И сразу после этого, в состоянии депрессии от пережитого, я поняла, что это каким-то образом связано с тем, что я не выполняю матушкиного благословения. Надо садиться и писать. Я села и быстренько дописала книгу.
В 1980 году отправлена в эмиграцию в Германию. Работала на радио «Свобода» (Мюнхен). В очерках «Записки из рукава» (1979 г.), «Женский лагерь в СССР» (1980 г.), «Ромашка белая» (1982 г.), книге «Женский декамерон» (1987 г.), основанных на документальном материале, рассказывает об унизительном положении женщин в советских лагерях.
В 1996—1999 годах жила в Леснинской женской обители Пресвятой Богородицы во Франции (РПЦЗ, Нормандия). В это время по благословению ныне покойной игуменьи Афанасии была написана повесть-притча «Мои посмертные приключения», образно повествующие о том, что ждет человека после смерти. С 2002 года проживает в Берлине.

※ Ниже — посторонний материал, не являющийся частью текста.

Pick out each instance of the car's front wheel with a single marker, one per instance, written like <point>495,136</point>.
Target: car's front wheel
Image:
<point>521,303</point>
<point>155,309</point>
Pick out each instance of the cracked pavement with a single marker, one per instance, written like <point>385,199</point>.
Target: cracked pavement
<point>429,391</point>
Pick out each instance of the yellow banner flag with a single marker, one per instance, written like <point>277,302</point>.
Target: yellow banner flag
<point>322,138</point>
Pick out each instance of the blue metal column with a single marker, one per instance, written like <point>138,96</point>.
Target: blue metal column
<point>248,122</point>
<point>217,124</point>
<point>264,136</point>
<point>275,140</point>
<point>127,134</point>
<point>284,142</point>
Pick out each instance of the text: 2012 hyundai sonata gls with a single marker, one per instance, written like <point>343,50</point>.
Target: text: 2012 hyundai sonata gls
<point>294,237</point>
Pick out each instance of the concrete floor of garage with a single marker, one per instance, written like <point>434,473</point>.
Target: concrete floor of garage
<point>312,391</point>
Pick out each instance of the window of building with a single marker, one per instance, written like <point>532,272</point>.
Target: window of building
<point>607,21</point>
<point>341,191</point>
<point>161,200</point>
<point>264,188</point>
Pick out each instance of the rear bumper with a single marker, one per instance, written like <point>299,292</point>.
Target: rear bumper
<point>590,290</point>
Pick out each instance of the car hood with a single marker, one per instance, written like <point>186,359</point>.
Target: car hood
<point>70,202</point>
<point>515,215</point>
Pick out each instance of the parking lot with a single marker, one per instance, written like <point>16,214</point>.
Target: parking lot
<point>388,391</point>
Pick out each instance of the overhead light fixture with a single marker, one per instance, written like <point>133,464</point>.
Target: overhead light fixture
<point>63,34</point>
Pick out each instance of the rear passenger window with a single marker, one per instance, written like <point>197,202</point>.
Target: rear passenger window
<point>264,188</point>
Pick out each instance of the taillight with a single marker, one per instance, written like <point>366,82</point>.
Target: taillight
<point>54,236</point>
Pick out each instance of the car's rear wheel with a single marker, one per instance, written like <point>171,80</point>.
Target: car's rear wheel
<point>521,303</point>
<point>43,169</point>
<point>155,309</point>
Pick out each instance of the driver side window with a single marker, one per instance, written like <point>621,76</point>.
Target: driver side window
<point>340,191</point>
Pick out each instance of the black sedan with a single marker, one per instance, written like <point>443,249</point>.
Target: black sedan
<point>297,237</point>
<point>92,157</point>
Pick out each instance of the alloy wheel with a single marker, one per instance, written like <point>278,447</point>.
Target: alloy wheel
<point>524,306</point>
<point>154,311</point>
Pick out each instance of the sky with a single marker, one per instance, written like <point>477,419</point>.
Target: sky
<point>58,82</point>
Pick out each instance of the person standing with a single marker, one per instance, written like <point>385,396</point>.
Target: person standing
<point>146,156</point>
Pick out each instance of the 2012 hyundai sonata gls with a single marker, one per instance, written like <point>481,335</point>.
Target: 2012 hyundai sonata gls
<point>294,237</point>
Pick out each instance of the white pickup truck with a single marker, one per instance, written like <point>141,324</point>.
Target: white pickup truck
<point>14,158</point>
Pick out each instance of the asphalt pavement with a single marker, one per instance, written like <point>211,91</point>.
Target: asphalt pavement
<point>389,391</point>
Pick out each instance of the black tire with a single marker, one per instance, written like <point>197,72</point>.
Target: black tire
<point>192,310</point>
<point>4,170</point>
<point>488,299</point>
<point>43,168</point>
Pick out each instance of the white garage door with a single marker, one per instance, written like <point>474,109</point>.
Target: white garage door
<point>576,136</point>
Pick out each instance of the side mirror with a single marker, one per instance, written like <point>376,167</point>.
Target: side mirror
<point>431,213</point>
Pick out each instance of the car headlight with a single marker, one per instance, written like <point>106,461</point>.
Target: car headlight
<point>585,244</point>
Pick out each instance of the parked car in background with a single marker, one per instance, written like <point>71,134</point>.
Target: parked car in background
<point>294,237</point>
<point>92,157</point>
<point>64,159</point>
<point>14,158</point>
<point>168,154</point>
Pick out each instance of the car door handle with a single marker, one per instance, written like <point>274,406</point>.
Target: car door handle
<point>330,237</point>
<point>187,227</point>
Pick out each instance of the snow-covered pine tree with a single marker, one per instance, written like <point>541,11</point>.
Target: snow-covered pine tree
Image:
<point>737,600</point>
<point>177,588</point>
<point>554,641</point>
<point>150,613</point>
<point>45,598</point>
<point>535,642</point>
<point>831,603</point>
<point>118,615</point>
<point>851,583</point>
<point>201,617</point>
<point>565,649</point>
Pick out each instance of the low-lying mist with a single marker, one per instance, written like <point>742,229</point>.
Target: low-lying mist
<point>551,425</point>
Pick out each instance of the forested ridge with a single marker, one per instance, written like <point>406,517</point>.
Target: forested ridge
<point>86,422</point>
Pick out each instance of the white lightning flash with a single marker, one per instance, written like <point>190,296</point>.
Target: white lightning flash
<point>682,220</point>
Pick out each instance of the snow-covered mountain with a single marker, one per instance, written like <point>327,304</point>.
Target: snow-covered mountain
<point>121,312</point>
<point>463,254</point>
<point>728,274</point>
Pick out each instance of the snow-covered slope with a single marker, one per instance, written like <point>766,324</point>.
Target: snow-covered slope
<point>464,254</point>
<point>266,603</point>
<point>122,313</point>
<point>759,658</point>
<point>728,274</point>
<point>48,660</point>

За произведения «Мои посмертные приключения» и «Путь Кассандры…» в 2003 году получила звание «Лучший автор года» на Всероссийском конкурсе «Православная книга России». Лауреат ежегодного конкурса произведений для детей и юношества «Алые Паруса» в номинации «Проза» за книгу «Путь Кассандры, или Приключения с макаронами». Автор популярных в России и за ее пределами книг «Паломничество Ланселота», «Юлианна, или Игра в киднепинг», «Юлианна, или Опасные игры» и других.